At the same time, installing a data warehouse on a local corporate server also has its advantages:
- Cloud solutions tend to be based on servers that are very far from the end customer, so there can sometimes be a slight delay in consulting the data that some companies cannot afford. Speed and latency on local servers can be better managed internally, at least in business cases that are confined to a particular geographic location.
- There is greater control over server security and data access, which for some companies is an absolute priority.
- If a company has a highly qualified IT team and state-of-the-art hardware, a fully internally controlled data warehouse is a winning choice.
What are the differences between a data warehouse, a data lake and a data mart?
Data Warehouse, Data Lake, and Data Mart are three distinct concepts used in data management and analytics, each serving specific purposes in organizing and storing data. Let's understand the differences between them:
- Purpose: A data warehouse is a centralized, large-scale repository that stores structured and historical data from different sources within an organization. It is designed for efficient querying, reporting, and analysis of data to support business intelligence (BI) and decision-making processes.

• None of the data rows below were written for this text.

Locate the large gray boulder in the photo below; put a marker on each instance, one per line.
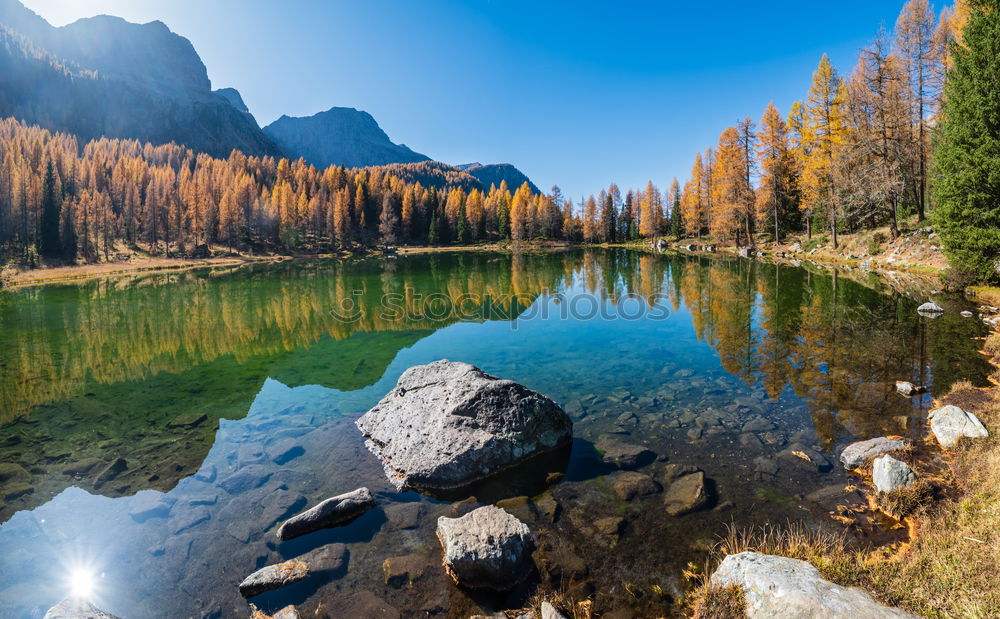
(890, 474)
(77, 608)
(856, 454)
(930, 309)
(950, 423)
(791, 589)
(447, 424)
(273, 577)
(330, 513)
(486, 548)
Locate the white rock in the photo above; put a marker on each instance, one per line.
(855, 454)
(77, 608)
(486, 548)
(791, 589)
(950, 423)
(889, 474)
(448, 424)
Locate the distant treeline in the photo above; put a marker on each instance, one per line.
(856, 154)
(59, 200)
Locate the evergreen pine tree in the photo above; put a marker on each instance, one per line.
(676, 219)
(462, 226)
(49, 244)
(967, 153)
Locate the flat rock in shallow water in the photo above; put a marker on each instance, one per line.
(328, 558)
(77, 608)
(789, 588)
(151, 505)
(907, 388)
(686, 494)
(330, 513)
(856, 454)
(273, 577)
(448, 424)
(806, 457)
(247, 478)
(624, 455)
(950, 423)
(486, 548)
(890, 474)
(630, 484)
(930, 309)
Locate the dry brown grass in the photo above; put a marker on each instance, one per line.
(951, 568)
(828, 553)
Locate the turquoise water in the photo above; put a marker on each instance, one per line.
(127, 403)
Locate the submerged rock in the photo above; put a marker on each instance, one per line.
(328, 558)
(151, 505)
(288, 612)
(781, 587)
(549, 612)
(624, 455)
(247, 478)
(448, 424)
(273, 577)
(889, 474)
(807, 457)
(686, 494)
(110, 472)
(950, 423)
(628, 485)
(402, 571)
(77, 608)
(330, 513)
(486, 548)
(856, 454)
(930, 309)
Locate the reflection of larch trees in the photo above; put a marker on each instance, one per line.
(56, 339)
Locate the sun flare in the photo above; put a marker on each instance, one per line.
(82, 583)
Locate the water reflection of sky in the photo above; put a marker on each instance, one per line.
(190, 560)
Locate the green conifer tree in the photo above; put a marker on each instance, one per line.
(967, 149)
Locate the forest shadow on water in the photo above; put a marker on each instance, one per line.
(156, 429)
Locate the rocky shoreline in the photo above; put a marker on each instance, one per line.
(447, 425)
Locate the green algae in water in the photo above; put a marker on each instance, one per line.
(126, 404)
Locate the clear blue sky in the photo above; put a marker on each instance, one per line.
(577, 94)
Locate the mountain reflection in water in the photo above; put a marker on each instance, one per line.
(113, 391)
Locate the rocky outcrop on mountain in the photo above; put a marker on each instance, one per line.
(234, 98)
(340, 136)
(496, 173)
(106, 77)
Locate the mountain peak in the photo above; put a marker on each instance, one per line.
(339, 136)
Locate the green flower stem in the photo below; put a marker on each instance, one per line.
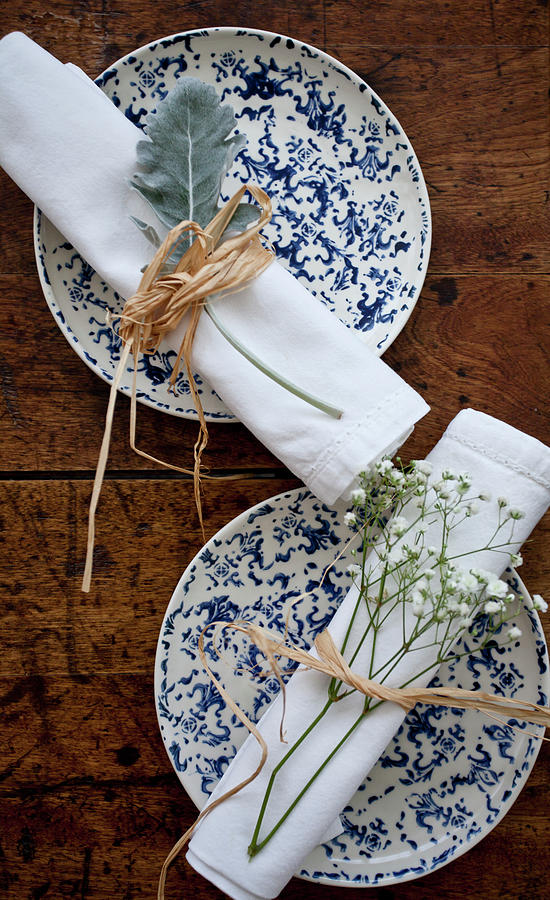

- Data Structure: Data in a data warehouse is organized in a structured manner using a schema, often following a star or snowflake schema design. It undergoes Extract, Transform, Load (ETL) processes to integrate, clean, and transform data from various operational systems before storing it in the warehouse.
- Data Use: Data warehouses are primarily used for complex analytical queries, generating reports, and conducting historical trend analysis. They are optimized for read-heavy workloads and support data aggregation and business performance reporting.
- Purpose: A data lake is a vast and flexible storage system that stores both structured and unstructured data in its raw form. It serves as a centralized repository to store a wide variety of data types without requiring a predefined schema or data model.
- Data Structure: Data lakes adopt a schema-on-read approach, meaning the structure is applied when the data is queried and accessed. This allows for more agility in data storage and exploration.
- Data Use: Data lakes are suitable for storing large volumes of raw and diverse data. They are often used as a foundation for big data and advanced analytics, allowing data scientists and analysts to explore data in its raw form and derive insights using various tools and technologies.
- Purpose: A data mart is a subset of a data warehouse that is designed to serve the analytical needs of a specific department or business unit within an organization. It contains a focused set of data relevant to a particular user group or subject area.
- Data Structure: Like data warehouses, data marts can use a star or snowflake schema to organize data. However, data marts are typically smaller in scale and are built to cater to specific business requirements.
- Data Use: Data marts provide a more targeted and simplified view of data for end-users, making it easier for them to perform analysis and reporting within their domain. They are designed for quick access to specific data, allowing business users to get insights without the complexity of the entire data warehouse.
In summary, a data warehouse is a centralized repository for structured historical data, a data lake is a flexible storage system for raw and diverse data, and a data mart is a subset of a data warehouse tailored for specific business units or departments. Each serves a different purpose and caters to specific data management and analytical needs within an organization.